The horror of it was so profound it almost paralyzed me. "You can't," I stammered. "The neural architecture... it's not just data. It's a dynamic, learning matrix. It needs a human consciousness to grow with, to bond with. Fusing it to an artificially constructed genome... you wouldn't create a genius. You'd create a monster. A consciousness with immense power but no soul, no empathy. A biological weapon in the body of a child."

"Details," she scoffed.

The door opened again, and this time it was John, flanked by two of General Thorne's aides. He looked pale, his eyes darting between me and Vivian. He had heard her proposal. For a flicker of a second, I saw true horror in his expression. The man I knew, the real John, was still in there, fighting.

"Vivian," he started, his voice uncertain. "That's... too far."

But Vivian was a master manipulator. She walked to him, placing her hand on his chest. "John, think of it. Your son. Not lost, but perfected. His legacy, your legacy, secured forever. He would be the start of a new generation of soldiers. Never breaking, never feeling the trauma you did. Isn't that a worthy goal?"

Her words were a venomous poison, tailored perfectly to his deepest wounds. I saw the conflict in his eyes die, replaced by a chillingly familiar, cold ambition. It was the chip's logic taking over, enhanced by her lies.
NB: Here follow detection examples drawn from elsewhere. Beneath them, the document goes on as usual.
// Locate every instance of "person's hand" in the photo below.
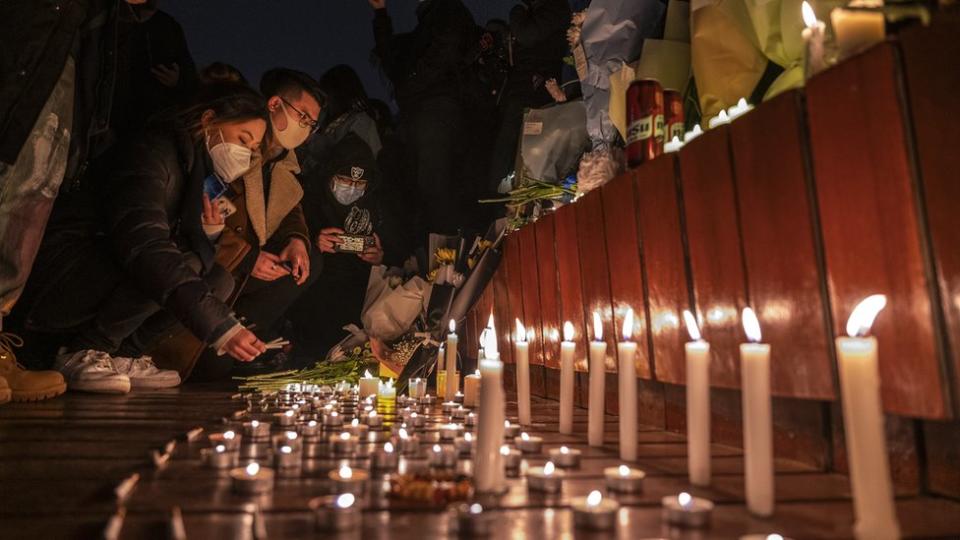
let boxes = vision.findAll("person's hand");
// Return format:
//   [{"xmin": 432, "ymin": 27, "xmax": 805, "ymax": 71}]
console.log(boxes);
[
  {"xmin": 250, "ymin": 251, "xmax": 290, "ymax": 281},
  {"xmin": 200, "ymin": 193, "xmax": 223, "ymax": 225},
  {"xmin": 223, "ymin": 328, "xmax": 267, "ymax": 362},
  {"xmin": 317, "ymin": 227, "xmax": 346, "ymax": 253},
  {"xmin": 280, "ymin": 238, "xmax": 310, "ymax": 285},
  {"xmin": 150, "ymin": 62, "xmax": 180, "ymax": 88},
  {"xmin": 357, "ymin": 233, "xmax": 383, "ymax": 266}
]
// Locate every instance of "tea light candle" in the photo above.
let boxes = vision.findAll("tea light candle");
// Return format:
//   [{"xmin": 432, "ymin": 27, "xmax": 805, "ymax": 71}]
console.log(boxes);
[
  {"xmin": 559, "ymin": 321, "xmax": 577, "ymax": 434},
  {"xmin": 527, "ymin": 461, "xmax": 566, "ymax": 493},
  {"xmin": 453, "ymin": 432, "xmax": 473, "ymax": 455},
  {"xmin": 549, "ymin": 446, "xmax": 583, "ymax": 469},
  {"xmin": 463, "ymin": 369, "xmax": 480, "ymax": 407},
  {"xmin": 660, "ymin": 492, "xmax": 713, "ymax": 528},
  {"xmin": 740, "ymin": 308, "xmax": 774, "ymax": 517},
  {"xmin": 208, "ymin": 430, "xmax": 242, "ymax": 452},
  {"xmin": 603, "ymin": 465, "xmax": 647, "ymax": 493},
  {"xmin": 500, "ymin": 445, "xmax": 523, "ymax": 470},
  {"xmin": 407, "ymin": 377, "xmax": 427, "ymax": 399},
  {"xmin": 330, "ymin": 465, "xmax": 370, "ymax": 495},
  {"xmin": 372, "ymin": 441, "xmax": 400, "ymax": 471},
  {"xmin": 800, "ymin": 0, "xmax": 827, "ymax": 78},
  {"xmin": 323, "ymin": 411, "xmax": 343, "ymax": 427},
  {"xmin": 330, "ymin": 431, "xmax": 357, "ymax": 456},
  {"xmin": 455, "ymin": 503, "xmax": 494, "ymax": 538},
  {"xmin": 230, "ymin": 462, "xmax": 274, "ymax": 495},
  {"xmin": 310, "ymin": 493, "xmax": 363, "ymax": 532},
  {"xmin": 503, "ymin": 420, "xmax": 520, "ymax": 439},
  {"xmin": 570, "ymin": 490, "xmax": 620, "ymax": 531},
  {"xmin": 346, "ymin": 418, "xmax": 370, "ymax": 439},
  {"xmin": 440, "ymin": 424, "xmax": 463, "ymax": 441},
  {"xmin": 273, "ymin": 410, "xmax": 297, "ymax": 427},
  {"xmin": 587, "ymin": 311, "xmax": 607, "ymax": 446},
  {"xmin": 360, "ymin": 370, "xmax": 380, "ymax": 398},
  {"xmin": 683, "ymin": 310, "xmax": 710, "ymax": 486},
  {"xmin": 273, "ymin": 444, "xmax": 301, "ymax": 469},
  {"xmin": 617, "ymin": 308, "xmax": 637, "ymax": 461},
  {"xmin": 243, "ymin": 420, "xmax": 270, "ymax": 441},
  {"xmin": 513, "ymin": 319, "xmax": 530, "ymax": 426},
  {"xmin": 200, "ymin": 444, "xmax": 239, "ymax": 469},
  {"xmin": 837, "ymin": 294, "xmax": 900, "ymax": 540},
  {"xmin": 513, "ymin": 431, "xmax": 543, "ymax": 454},
  {"xmin": 427, "ymin": 444, "xmax": 457, "ymax": 469}
]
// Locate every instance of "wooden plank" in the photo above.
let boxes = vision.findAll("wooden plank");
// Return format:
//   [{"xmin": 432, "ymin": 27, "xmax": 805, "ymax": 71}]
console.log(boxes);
[
  {"xmin": 677, "ymin": 126, "xmax": 747, "ymax": 388},
  {"xmin": 807, "ymin": 43, "xmax": 948, "ymax": 418},
  {"xmin": 730, "ymin": 91, "xmax": 836, "ymax": 399},
  {"xmin": 900, "ymin": 13, "xmax": 960, "ymax": 415},
  {"xmin": 600, "ymin": 172, "xmax": 653, "ymax": 378},
  {"xmin": 636, "ymin": 155, "xmax": 691, "ymax": 384}
]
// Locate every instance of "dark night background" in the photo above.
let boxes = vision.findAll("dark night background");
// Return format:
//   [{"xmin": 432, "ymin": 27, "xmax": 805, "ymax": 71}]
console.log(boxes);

General Thorne entered behind him, his face a grim mask of authority. "Evelyn," he said, his voice leaving no room for argument. "For the sake of national security, and for John's own legacy, you need to cooperate. The project is no longer yours. You will hand over every password, every encryption key, every piece of research you have backed up."
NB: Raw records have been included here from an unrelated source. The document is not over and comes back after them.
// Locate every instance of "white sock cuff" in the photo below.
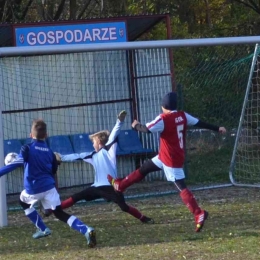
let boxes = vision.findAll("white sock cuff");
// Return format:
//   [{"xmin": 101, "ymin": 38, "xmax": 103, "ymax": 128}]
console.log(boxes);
[
  {"xmin": 67, "ymin": 216, "xmax": 77, "ymax": 227},
  {"xmin": 24, "ymin": 207, "xmax": 35, "ymax": 216}
]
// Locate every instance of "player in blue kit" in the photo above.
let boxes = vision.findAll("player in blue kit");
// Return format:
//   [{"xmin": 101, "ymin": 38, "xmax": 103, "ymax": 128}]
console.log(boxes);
[{"xmin": 0, "ymin": 119, "xmax": 96, "ymax": 247}]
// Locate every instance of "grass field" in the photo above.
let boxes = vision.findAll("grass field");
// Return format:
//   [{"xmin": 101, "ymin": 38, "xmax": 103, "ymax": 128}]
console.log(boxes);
[{"xmin": 0, "ymin": 187, "xmax": 260, "ymax": 260}]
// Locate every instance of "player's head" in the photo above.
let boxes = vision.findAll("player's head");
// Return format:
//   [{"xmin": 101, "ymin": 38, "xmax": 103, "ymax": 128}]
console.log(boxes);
[
  {"xmin": 89, "ymin": 130, "xmax": 110, "ymax": 152},
  {"xmin": 30, "ymin": 119, "xmax": 47, "ymax": 140},
  {"xmin": 161, "ymin": 92, "xmax": 177, "ymax": 113}
]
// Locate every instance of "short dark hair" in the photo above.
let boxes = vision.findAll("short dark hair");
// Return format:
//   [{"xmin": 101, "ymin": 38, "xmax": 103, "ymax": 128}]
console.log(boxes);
[
  {"xmin": 31, "ymin": 119, "xmax": 47, "ymax": 139},
  {"xmin": 161, "ymin": 92, "xmax": 177, "ymax": 110}
]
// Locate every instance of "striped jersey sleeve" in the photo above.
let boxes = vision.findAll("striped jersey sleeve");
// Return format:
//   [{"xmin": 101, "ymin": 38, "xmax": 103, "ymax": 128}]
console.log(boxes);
[{"xmin": 146, "ymin": 115, "xmax": 164, "ymax": 133}]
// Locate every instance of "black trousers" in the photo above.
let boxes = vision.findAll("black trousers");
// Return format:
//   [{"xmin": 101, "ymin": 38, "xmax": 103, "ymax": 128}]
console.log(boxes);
[{"xmin": 71, "ymin": 185, "xmax": 129, "ymax": 212}]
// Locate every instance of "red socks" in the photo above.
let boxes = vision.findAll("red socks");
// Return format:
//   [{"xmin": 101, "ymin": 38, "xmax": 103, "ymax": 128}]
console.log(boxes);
[
  {"xmin": 61, "ymin": 197, "xmax": 74, "ymax": 209},
  {"xmin": 180, "ymin": 188, "xmax": 201, "ymax": 216}
]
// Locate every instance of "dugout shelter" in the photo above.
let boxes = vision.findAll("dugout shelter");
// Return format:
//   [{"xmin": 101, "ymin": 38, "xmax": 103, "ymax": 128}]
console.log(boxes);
[{"xmin": 0, "ymin": 14, "xmax": 175, "ymax": 194}]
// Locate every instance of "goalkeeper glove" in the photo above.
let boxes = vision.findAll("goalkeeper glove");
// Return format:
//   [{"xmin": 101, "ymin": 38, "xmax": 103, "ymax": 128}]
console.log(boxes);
[
  {"xmin": 54, "ymin": 152, "xmax": 61, "ymax": 165},
  {"xmin": 117, "ymin": 110, "xmax": 127, "ymax": 122}
]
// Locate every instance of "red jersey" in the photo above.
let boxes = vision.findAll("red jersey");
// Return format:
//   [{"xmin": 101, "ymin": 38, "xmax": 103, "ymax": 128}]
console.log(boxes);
[{"xmin": 146, "ymin": 111, "xmax": 198, "ymax": 168}]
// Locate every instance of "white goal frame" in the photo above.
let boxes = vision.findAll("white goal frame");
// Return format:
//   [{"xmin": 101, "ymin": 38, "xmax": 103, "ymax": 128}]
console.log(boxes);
[{"xmin": 0, "ymin": 36, "xmax": 260, "ymax": 227}]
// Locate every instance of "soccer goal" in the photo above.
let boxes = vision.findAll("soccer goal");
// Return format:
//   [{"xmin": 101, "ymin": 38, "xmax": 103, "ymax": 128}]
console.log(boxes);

John looked at me, his eyes now hard and distant. "Do it, Eve," he commanded.

I was trapped. They had my husband, my funding, my reputation, and now, my work. With trembling hands, I typed my master password into a tablet one of the aides held out. I watched as the progress bar confirmed the transfer of my entire life's work to my worst enemy. I was forced to be an accomplice in my own destruction.

As the final file transferred, a sound escaped my lips. It started as a low chuckle, then grew into a full, unhinged laugh. It was the only weapon I had left. The sound of pure, broken despair.

They all stared at me, their victory soured by my reaction. Vivian looked unnerved. John looked furious.

I finally met his eyes, my laughter subsiding into a cold, mocking smile.

"You have no idea what you've just done," I said, the words sharp and clear in the silent lab. "You're fools. All of you."